Results: Findings show that 75% of treatment centers implemented at least one co-production mechanism in 2014. Compared with public SUD treatment units, nonprofit clinics were less likely to invite patients in clinical decision-making process. For-profit clinics hired more staff with lived experience than nonprofit or public units. Other factors predicted SUD clinics’ adoption of co-production mechanisms as well, including greater public insurance income, greater medical professionalization, and endorsement of 12-step recovery model. Co-producing mechanisms were associated with availability and utilization of services facilitating patients’ long-term recovery—such as family therapy, housing assistance and aftercare services.

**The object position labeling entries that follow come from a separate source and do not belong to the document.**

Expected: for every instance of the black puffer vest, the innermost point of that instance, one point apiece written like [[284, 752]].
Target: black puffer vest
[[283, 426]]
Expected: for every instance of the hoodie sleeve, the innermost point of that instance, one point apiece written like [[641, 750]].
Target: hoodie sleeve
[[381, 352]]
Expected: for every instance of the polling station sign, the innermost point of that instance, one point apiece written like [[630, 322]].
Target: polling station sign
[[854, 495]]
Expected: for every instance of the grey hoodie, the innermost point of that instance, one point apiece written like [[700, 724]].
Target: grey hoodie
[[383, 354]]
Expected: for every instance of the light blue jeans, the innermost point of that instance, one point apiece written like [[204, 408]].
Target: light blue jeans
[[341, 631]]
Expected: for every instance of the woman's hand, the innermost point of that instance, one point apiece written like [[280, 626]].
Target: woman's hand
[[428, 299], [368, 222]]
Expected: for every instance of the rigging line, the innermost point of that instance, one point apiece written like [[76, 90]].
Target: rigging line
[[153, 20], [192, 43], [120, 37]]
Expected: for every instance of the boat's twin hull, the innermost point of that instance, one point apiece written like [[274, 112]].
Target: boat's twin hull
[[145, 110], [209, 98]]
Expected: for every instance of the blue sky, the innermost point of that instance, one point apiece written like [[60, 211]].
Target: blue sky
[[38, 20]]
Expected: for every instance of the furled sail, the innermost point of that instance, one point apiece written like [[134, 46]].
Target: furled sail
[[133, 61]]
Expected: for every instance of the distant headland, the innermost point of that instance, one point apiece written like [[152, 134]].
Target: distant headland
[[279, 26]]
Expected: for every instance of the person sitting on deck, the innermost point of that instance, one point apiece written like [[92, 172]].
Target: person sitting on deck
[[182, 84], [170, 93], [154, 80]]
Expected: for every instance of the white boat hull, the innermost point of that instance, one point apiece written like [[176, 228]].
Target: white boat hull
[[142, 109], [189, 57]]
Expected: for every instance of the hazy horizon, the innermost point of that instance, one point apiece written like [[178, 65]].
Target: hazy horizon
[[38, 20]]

Conclusions and Implications: Considering the growing demand to collaborate with users and provide services that are more responsive across the HSO field, this project has multiple implications for human service sectors stakeholders, such as which types of organizations may need additional support in implementing co-production practices. In addition to offering importance evidence of co-production using nationally representative data, this paper demonstrates how staff with lived experience can facilitate co-production with highly marginalized groups by leveraging their experiential knowledge and bridging professionals and users—a rarely discussed political role.